To most, this is dull. Dull, as in “not even worth reading in the bathroom when the only choice is between Mike’s rant on the Federal Reserve’s monetary policy versus reading the back of the Head-and-Shoulders shampoo bottle for the 5th time, dull.”

Anywho…………… To those of you who just finished reading the shampoo bottle and had the unfortunate timing of eating Mexican food for lunch… and since Kyle asked, here goes:

Depending on which pundit you’re listening to on CNN, an emergency cut of 3/4 of a point by the Fed: a) is too little too late, b) is too much too early, c) causes economic panic, d) is in response to economic panic, e) is a contributing factor to why this economy is heading down the toilet, f) will be a contributing factor in preventing this economy from going down the toilet, and/or g) will make old people cry.

Mike’s Analysis: ARTIFICIAL AND HISTORICALLY SOFT INTEREST RATES FROM 2002-2006, COUPLED WITH SIGNIFICANT FAILURES AND DISREGARD TO APPROPRIATE FISCAL SOLVENCY, FINANCIAL OVERSIGHT, AND LENDING INTEGRITY MEASURES BY MARKET, CORPORATE, PERSONAL, AND GOVERNMENTAL ENTITIES, ARE MAJOR FACTORS CONTRIBUTING TO DOMESTIC RECESSIONARY TRENDS AND A GLOBAL RE-EVALUATIVE CORRECTION, WHICH WILL MAKE OLD PEOPLE CRY.

Seriously, I looked down at my W.W.G.S. (What Would Greenspan Say) bracelet and found the words just flowing from my finger tips.

I’ll be happy to elaborate on my statement this Friday @ 5pm, Po’Boys downtown, after several Miller Lite’s. In the meantime, my point is this: Lots of people are responsible for the mess this economy is in. Blame lies in individuals who took out loans they knew they couldn’t afford, corporate lenders who brokered these unrealistic deals, markets that pushed to resell these mortgages, and especially governmental officials who have precipitated an environment of boorishly irresponsible fiscal demarginalization coupled with unnecessary personal and governmental deficit spending; this contrarian’s way of saying too much cash, accessible to  too many people, to spend on too much stuff.

There’s plenty of capital already in the market, but without appropriate mechanisms to fortify transactional confidence, credit availability will continue to evaporate.

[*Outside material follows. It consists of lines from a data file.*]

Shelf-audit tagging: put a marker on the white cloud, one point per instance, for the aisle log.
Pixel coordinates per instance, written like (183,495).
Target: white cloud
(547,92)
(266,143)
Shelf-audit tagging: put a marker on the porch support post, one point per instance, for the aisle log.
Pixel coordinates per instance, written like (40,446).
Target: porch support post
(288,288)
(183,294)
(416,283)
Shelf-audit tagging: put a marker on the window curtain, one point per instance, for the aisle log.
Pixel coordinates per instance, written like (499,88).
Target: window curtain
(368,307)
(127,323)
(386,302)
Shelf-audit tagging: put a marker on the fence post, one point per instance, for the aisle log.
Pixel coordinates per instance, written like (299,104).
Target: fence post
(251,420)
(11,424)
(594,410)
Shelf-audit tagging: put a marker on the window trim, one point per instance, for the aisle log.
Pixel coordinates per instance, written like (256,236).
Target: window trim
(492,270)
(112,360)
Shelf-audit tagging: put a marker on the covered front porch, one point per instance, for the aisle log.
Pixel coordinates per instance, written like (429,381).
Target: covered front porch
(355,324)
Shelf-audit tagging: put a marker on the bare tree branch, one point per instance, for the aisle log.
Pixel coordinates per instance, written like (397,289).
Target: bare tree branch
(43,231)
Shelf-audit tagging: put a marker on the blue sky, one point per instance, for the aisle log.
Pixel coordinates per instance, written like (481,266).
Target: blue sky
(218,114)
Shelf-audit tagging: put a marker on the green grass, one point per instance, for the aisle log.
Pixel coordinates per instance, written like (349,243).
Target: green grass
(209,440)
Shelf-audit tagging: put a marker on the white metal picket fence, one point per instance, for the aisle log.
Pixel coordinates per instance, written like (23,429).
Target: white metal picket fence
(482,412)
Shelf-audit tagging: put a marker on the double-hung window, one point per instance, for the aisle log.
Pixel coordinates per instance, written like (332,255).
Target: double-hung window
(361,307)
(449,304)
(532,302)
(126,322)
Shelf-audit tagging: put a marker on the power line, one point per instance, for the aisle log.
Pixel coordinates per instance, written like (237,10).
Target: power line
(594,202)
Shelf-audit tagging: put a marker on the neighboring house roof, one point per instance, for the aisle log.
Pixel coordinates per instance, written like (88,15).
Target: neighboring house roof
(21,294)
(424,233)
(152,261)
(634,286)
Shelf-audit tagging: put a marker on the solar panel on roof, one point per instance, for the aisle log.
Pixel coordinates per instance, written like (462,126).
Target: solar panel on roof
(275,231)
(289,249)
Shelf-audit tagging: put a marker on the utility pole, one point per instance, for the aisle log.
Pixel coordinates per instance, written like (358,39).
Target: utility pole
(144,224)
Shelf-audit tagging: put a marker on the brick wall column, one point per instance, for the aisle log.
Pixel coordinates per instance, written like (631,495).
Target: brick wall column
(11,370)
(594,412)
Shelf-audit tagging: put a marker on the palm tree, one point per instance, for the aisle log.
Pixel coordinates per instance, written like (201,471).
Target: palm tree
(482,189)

For some of the irresponsible this is good, for everyone else it will likely be a long road to broad-based recovery.

If you are in the age range where you can use the term “blog” correctly in a sentence, are looking at long-term gains through appropriate investments, and are fiscally solvent, then the Fed’s 3/4 cut today should have very little impact on your long-term plans. Otherwise we should talk.

Finally, this parting intemperate thought: Waiting at a stop light today I saw a Winn-Dixie marked tractor trailer drive by with a picture of a T-bone steak on the side, along with their famous “The Beef People” slogan imprinted underneath. Seriously, this has to be the reason why, like the economy, Winn-Dixie is heading down the drain: a total lack of adaptability and responsibility. I mean, the last time the T-bone steak was popular was 1984. Today, according to non-scientific surveys, 93% of all T-bone’s are consumed in trailer parks and truck stops. Just something else in this turbulent, turbulent world that will likely make old people cry.